Monday, July 5, 2010
On the Blue Comet
Rosemary Wells is known for her Max and Ruby picture books. However, come September she'll also be known as a middle grade author when Candlewick is releases On the Blue Comet.
Oscar Ogilvie lives with his father in Illinois. They lead a happy existence, working together on the model railroad set-up that overwhelms the basement. But the year is 1929 and when the stock market crashes and the Depression hits, Oscar's father is forced to sell the house and trains to travel to California to find work, leaving Oscar with his strict aunt and his younger cousin. Oscar manages to find some happiness when he visits his old trains at their new set-up in the bank. But when Oscar witnesses a robbery at the bank, the shock catapults him onto real versions of his beloved trains, and the beginning of his travels through time.

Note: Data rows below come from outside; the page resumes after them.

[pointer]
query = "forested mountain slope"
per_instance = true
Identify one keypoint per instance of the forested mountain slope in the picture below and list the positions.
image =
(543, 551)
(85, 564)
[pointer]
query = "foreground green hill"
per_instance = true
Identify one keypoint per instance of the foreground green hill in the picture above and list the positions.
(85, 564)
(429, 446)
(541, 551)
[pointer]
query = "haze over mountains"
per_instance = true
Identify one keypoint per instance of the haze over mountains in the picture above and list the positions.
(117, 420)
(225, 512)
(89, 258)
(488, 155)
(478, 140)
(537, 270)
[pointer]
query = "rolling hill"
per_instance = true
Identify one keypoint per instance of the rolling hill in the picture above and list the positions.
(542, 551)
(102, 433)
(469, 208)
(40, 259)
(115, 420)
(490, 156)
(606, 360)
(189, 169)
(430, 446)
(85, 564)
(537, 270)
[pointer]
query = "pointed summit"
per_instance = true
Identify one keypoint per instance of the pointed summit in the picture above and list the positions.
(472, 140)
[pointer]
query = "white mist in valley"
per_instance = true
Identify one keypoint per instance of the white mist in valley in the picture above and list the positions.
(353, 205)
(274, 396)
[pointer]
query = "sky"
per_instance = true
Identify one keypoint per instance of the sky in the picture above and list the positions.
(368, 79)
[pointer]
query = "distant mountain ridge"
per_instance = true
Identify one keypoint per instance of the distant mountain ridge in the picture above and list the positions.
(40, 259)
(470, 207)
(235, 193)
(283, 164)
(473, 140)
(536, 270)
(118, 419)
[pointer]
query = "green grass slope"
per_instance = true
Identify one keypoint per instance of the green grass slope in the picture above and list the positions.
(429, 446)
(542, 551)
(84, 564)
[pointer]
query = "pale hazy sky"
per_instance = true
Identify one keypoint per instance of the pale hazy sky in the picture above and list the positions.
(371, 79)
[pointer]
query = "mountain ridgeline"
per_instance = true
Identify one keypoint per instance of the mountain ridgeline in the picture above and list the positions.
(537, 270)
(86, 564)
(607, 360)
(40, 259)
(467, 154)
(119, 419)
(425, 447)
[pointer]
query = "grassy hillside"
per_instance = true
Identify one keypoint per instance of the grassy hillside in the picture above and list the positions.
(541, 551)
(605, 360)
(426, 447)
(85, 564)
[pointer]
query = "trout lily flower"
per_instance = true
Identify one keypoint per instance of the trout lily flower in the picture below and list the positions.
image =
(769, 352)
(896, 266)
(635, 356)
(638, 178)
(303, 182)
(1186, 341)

The historical backdrops of the novel may pass over the heads of some younger readers, but in the hands of the right teacher, the book could be used to examine an American child's life from the depression to WW II. And Wells has done her research. From period brand names to the mention of historical figures, On the Blue Comet is peppered with references to bygone times. Because of this, and the full-color illustrations by Bagram Ibatoulline (The Miraculous Journey of Edward Tulane), I think On the Blue Comet is a wonderful book for grandparents to gift their grandchildren. Hopefully, we will see it sparking inter-generational dialogue, bringing to light additional tales that need to be told.